Why it is a mistake to 'allocate in one library and free in the other'

Question

Google wrote in Android ndk guides site:

Memory allocated in one library, and freed in the other, causing memory leakage or heap corruption.

Why?
It's always correct?

EDIT

As @Galik wrote the context of this quote is:

In C++, it is not safe to define more than one copy of the same function or object in a single program. This is one aspect of the One Definition Rule present in the C++ standard.

When using a static runtime (and static libraries in general), it is easy to accidentally break this rule. For example, the following application breaks this rule:

...

In this situation, the STL, including and global data and static constructors, will be present in both libraries. The runtime behavior of this application is undefined, and in practice crashes are very common. Other possible issues include:

Memory allocated in one library, and freed in the other, causing memory leakage or heap corruption.

Exceptions raised in libfoo.so going uncaught in libbar.so, causing your app to crash.

Buffering of std::cout not working properly.

@AlexF - two questions: 1. always? 2. why? [+can you provide a quote from external doc] — y30, Jul 08 '18 at 14:57
This is a basically a problem of mismatching allocation / deallocation calls. — user7860670, Jul 08 '18 at 15:06
According to the documentation you linked, that situation seems to only apply when you break the One Definition Rule by using the static c++ runtime in two different shared libraries. You can only use the static runtime to build a one library application. — Galik, Jul 08 '18 at 15:16
@Galik - OK, I think you right. "In this situation, the STL, including and global data and static constructors, will be present in both libraries. The runtime behavior of this application is undefined, and in practice crashes are very common. Other possible issues include:..." - I understand it in other way. Thanks — y30, Jul 08 '18 at 15:25
@y30 I don't know definitively but with static linking you get a copy of the code with everything you link it to.
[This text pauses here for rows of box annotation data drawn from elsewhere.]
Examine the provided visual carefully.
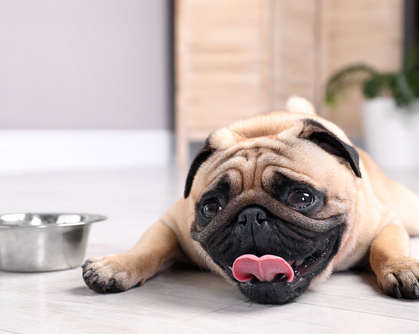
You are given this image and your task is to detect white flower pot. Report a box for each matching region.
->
[362,97,419,169]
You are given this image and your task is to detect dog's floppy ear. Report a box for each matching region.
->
[298,119,361,177]
[183,138,215,198]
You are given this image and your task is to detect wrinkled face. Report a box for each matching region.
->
[185,116,362,304]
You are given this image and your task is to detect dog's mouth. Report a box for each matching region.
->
[201,205,344,304]
[230,242,333,284]
[228,226,341,304]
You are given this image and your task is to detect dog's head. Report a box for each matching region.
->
[184,98,361,304]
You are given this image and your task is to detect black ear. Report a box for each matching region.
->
[299,119,361,177]
[183,139,215,198]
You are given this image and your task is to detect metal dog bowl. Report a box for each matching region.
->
[0,213,106,272]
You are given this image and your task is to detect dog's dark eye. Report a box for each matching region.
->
[287,189,314,210]
[201,198,222,219]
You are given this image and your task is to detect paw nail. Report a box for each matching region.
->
[83,270,93,278]
[105,278,116,290]
[393,285,402,299]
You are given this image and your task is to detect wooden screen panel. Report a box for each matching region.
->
[176,0,272,137]
[272,0,319,109]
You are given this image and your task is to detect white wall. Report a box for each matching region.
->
[0,0,169,130]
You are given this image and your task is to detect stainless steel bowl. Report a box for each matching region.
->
[0,213,106,272]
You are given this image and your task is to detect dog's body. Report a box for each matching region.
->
[83,99,419,303]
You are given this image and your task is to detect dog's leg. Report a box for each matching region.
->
[82,221,182,292]
[370,224,419,298]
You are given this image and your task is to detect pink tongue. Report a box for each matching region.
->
[233,254,294,282]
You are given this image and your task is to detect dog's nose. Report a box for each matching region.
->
[238,206,267,225]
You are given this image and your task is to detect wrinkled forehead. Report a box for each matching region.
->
[195,129,352,198]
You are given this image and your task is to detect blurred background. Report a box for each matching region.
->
[0,0,419,173]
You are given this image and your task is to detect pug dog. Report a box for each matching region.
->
[82,97,419,304]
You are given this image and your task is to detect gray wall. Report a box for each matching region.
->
[0,0,170,129]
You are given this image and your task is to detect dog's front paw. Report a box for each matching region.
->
[82,255,141,293]
[377,257,419,299]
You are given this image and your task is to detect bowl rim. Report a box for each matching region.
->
[0,212,108,230]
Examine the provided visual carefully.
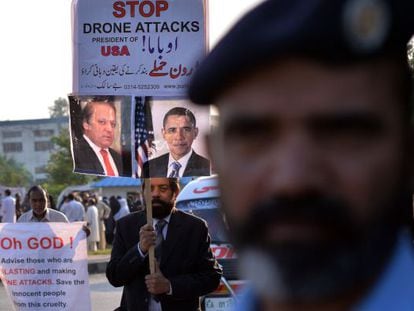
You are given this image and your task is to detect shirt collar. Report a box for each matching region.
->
[355,232,414,311]
[31,207,50,222]
[83,134,108,154]
[152,214,171,226]
[168,149,193,177]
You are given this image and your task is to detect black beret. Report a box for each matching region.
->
[189,0,414,104]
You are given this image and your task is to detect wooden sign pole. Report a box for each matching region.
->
[144,178,155,274]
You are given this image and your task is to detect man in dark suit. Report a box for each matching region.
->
[73,97,131,176]
[106,178,222,311]
[143,107,210,178]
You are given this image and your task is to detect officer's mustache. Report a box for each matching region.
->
[229,194,360,250]
[152,198,174,219]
So, I would imagine, if you have two different sets of functions to allocate and delete memory they will likely each set up their own internal book-keeping data telling them how to free what they allocated. I would imagine they each have completely independant pools of memory provided by the OS. — Galik, Jul 08 '18 at 16:03
My opinion is that such a question would better go into [Software Engineering](https://softwareengineering.stackexchange.com/) — Basile Starynkevitch, Jul 08 '18 at 16:17

Ivan Rubinson · Answer 1 · 2018-07-08T15:54:57.050

One possible reason why it's considered a mistake is because usually allocation comes with a certain initialization, and deallocation with some destruction logic.

Theory:

The main danger is mismatching initialization / destruction logic.

Lets look at two different STL versions as two different and separate libraries.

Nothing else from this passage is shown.